The distillery is on the north east coast of Islay, located just north of Port Askaig, between the Caol Ila distillery and the Bunnahabhain distillery. The distillery is located between Loch Ardnahoe and the Sound of Islay (Caol Ìle, the narrow strait between Islay and Jura). The name of the distillery and lake translates as the Height of the Hollow in Gaelic.

==History==
Plans for the distillery was submitted to Argyll and Bute Council in January 2016. By October 2017, the distillery was under construction, with the foundations completed.

The distillery opened in April 2019 and was the first new whisky distillery to open on Islay for 15 years. The distillery was opened by Lord Robertson of Port Ellen. The distillery initially was built with a £12M investment from Hunter Laing & Company, a Scottish family-owned whisky business. The site covers 4 acre and the management team is led by Stewart Hunter Laing and his sons Scott and Andrew.

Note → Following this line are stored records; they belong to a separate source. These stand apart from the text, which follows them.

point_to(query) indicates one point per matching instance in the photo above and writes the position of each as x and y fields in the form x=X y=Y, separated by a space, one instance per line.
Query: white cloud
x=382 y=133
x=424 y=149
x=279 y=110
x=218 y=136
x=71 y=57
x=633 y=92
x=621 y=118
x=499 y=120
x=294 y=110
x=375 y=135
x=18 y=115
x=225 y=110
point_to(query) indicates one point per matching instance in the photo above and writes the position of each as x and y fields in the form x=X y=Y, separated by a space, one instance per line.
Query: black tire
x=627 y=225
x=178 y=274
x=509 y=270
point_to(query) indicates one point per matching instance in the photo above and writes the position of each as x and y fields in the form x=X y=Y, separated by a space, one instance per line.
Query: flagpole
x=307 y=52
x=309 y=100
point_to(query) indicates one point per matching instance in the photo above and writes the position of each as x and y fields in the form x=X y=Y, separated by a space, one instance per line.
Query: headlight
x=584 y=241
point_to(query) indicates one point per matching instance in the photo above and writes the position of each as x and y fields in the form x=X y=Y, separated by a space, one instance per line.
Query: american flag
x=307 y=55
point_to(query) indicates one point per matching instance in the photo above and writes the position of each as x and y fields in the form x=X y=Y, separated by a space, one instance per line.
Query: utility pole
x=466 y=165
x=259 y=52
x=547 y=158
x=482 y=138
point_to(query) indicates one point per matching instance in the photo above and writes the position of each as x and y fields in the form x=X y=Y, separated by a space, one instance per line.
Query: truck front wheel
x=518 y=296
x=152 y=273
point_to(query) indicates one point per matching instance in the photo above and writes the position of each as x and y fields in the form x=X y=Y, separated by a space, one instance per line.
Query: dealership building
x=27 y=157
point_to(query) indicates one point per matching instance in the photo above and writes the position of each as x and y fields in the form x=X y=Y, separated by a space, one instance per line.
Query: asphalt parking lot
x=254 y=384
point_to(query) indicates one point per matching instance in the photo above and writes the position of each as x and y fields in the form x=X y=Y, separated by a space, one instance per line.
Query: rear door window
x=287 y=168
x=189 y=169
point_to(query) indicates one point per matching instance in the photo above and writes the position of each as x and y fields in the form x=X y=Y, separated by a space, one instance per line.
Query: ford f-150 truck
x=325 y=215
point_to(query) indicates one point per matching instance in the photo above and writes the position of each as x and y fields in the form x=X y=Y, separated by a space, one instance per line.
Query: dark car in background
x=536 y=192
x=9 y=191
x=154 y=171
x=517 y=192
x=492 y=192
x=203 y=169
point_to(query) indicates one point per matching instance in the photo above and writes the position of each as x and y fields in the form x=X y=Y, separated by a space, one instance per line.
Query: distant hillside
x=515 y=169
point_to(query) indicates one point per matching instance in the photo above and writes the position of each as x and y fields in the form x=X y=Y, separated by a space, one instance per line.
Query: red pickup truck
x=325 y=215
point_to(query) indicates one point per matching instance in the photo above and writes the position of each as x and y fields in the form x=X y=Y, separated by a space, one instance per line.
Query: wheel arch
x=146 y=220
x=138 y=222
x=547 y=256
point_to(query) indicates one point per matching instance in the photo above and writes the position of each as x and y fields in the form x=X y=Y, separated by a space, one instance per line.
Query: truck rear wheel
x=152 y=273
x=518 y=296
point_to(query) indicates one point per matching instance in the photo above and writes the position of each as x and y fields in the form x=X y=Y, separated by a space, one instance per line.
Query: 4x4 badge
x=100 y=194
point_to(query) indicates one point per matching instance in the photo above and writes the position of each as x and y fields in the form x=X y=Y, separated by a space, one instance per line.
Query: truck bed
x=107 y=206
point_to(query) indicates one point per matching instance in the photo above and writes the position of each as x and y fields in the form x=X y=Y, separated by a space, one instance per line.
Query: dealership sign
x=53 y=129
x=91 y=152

By November 2019, the distillery had welcomed 24,000 visitors and was awarded a five-star grading from VisitScotland.

The distillery released its first whisky in summer 2024. It is 5 years old and matured in ex-Bourbon and ex-Oloroso sherry.

==Facilities==
The distillery includes a visitor centre with retail facilities and a whisky bar.

The distillery uses old-style worm tubs in its distillation process, which is unusual for Islay whiskies.